15. TRANSFER. This Warrant may be offered for sale, sold, transferred or assigned without
the consent of the Company. Notwithstanding the foregoing, the Holder shall provide the Company
with written notice of any sale, transfer or assignment (as the case may be) of this Warrant within
fifteen (15) days following such sale, transfer or assignment (as the case may be) and such notice
shall identify the name, address and contact details of a contact person of the transferee or
assignee hereof and the number of warrants so sold, transferred or assigned (as the case may be).
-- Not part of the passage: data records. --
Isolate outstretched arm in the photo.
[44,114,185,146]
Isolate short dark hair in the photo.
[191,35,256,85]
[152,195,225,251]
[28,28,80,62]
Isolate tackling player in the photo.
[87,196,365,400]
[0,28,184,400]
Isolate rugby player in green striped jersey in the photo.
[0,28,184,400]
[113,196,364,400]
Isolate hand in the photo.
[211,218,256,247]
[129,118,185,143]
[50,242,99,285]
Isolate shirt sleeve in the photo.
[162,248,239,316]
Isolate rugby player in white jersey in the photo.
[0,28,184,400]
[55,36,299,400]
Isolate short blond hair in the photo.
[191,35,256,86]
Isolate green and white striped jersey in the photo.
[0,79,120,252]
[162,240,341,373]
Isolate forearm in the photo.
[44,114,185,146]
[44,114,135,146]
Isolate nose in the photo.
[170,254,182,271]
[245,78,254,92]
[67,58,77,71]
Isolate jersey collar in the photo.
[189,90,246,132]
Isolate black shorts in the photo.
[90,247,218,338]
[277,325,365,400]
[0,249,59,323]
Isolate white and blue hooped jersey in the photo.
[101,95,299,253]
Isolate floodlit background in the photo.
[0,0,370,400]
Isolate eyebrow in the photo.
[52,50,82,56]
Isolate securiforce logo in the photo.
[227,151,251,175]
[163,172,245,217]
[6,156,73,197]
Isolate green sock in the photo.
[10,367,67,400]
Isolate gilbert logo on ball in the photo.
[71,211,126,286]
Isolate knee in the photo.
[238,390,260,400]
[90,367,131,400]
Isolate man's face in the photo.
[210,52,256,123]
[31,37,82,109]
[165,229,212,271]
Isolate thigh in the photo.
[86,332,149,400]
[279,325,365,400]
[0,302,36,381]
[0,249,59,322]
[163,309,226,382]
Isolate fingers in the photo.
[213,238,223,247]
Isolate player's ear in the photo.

16. CERTAIN DEFINITIONS. For purposes of this Warrant, the following terms shall have the
following meanings:
15
(a) Bid Price means, for any security as of the particular time of determination, the bid
price for such security on the Principal Market as reported by Bloomberg as of such time of
determination, or, if the Principal Market is not the principal securities exchange or trading
market for such security, the bid price of such security on the principal securities exchange or
trading market where such security is listed or traded as reported by Bloomberg as of such time of
determination, or if the foregoing does not apply, the bid price of such security in the
over-the-counter market on the electronic bulletin board for such security as reported by Bloomberg
as of such time of determination, or, if no bid price is reported for such security by Bloomberg as
of such time of determination, the average of the bid prices of any market makers for such security
as reported in the pink sheets by Pink Sheets LLC (formerly the National Quotation Bureau, Inc.)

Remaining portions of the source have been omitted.